Open cthoyt opened 1 year ago
Here is an example. Assume that this is the prior knowledge network in the form of ADMG:
Now assume that the conditional independency test based on the data between $Z_1$, $Z_2$ given $M_1$ failed. In addition the conditional independency between $R_2$, and $R_3$ given some variables failed. Furthermore, the conditional independency between $Y$, and $R_3$ given some other variables failed. Hence we will put a bi-directed edge between ($Z_1$, $Z_2$), ($R_2$, $R_3$), and ($Y$, $R_3$) as follows:
The above graph is the repaired ADMG.
It's not clear to me why you would make a test between $Z_1$, $Z_2$ given $M_1$ then infer that there should be a bidirected edge between ($Z_1$, $Z_2$). What is special about $M_1$ in this case? Can you please make this a bit more of an algorthmic description?

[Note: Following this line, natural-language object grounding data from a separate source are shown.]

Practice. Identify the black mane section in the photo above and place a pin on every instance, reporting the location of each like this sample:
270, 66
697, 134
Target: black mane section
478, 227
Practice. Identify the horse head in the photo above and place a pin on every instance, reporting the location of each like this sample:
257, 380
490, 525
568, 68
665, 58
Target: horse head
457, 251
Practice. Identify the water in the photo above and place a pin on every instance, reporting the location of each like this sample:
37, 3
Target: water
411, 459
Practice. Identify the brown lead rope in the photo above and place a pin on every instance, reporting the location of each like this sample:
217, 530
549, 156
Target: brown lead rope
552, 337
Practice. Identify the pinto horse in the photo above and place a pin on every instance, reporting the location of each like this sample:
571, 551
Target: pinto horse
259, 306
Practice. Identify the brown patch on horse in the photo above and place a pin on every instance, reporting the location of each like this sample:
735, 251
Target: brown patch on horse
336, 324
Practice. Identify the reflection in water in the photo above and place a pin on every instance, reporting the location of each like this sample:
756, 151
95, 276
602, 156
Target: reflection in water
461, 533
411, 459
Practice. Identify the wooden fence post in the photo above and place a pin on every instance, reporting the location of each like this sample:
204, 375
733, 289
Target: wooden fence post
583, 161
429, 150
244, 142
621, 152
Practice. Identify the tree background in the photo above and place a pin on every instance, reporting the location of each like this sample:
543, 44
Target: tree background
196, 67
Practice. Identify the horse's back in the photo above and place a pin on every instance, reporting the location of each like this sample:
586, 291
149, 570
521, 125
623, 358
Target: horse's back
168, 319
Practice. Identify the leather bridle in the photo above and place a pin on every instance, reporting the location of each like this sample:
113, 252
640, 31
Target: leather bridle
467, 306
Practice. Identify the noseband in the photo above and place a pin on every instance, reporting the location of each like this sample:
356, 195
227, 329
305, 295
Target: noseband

Here are the all of the conditional independencies for this graph calculated with y0.algorithm.conditional_independencies.get_conditional_independencies()
:
left | right | conditions |
---|---|---|
M1 | R1 | M2 |
M1 | R2 | M2 |
M1 | R3 | M2 |
M1 | Y | M2, X |
M1 | Z1 | X |
M1 | Z2 | X |
M1 | Z3 | X |
M2 | R2 | R1 |
M2 | R3 | R2 |
M2 | X | M1 |
M2 | Z1 | M1 |
M2 | Z2 | M1 |
M2 | Z3 | M1 |
R1 | R3 | R2 |
R1 | X | M2 |
R1 | Y | M2, R3 |
R1 | Z1 | M2 |
R1 | Z2 | M2 |
R1 | Z3 | M2 |
R2 | X | M2 |
R2 | Y | M2, R3 |
R2 | Z1 | M2 |
R2 | Z2 | M2 |
R2 | Z3 | M2 |
R3 | X | M2 |
R3 | Z1 | M2 |
R3 | Z2 | M2 |
R3 | Z3 | M2 |
X | Y | M2, Z3 |
X | Z2 | Z1 |
X | Z3 | Z2 |
Y | Z1 | M2, Z3 |
Y | Z2 | M2, Z3 |
Z1 | Z3 | Z2 |
So it can be given no variables or any combination of variables
Turns out @srtaheri is looking for https://github.com/y0-causal-inference/y0/blob/main/src/y0/algorithm/falsification.py
This takes a prior knowledge on the network in the form of DAG or ADMG, as well as the available data (can be observational and/or interventional data), and repairs the network structure based on given data. The goal is to make sure that the conditional independence implied by the data are aligned with the conditional independence implied by the network. Here are the steps:
1) Use a conditional independence test to find all the tests that failed. 2) For each failed test between two variables such as V_i and V_j, add a bi-directed edge between them.
Now we have a repaired network with additional bi-directed edges. If the prior knowledge graph was an ADMG, we now have a new ADMG with additional bi-directed edges. If the prior knowledge graph was a DAG, it is now converted to an ADMG.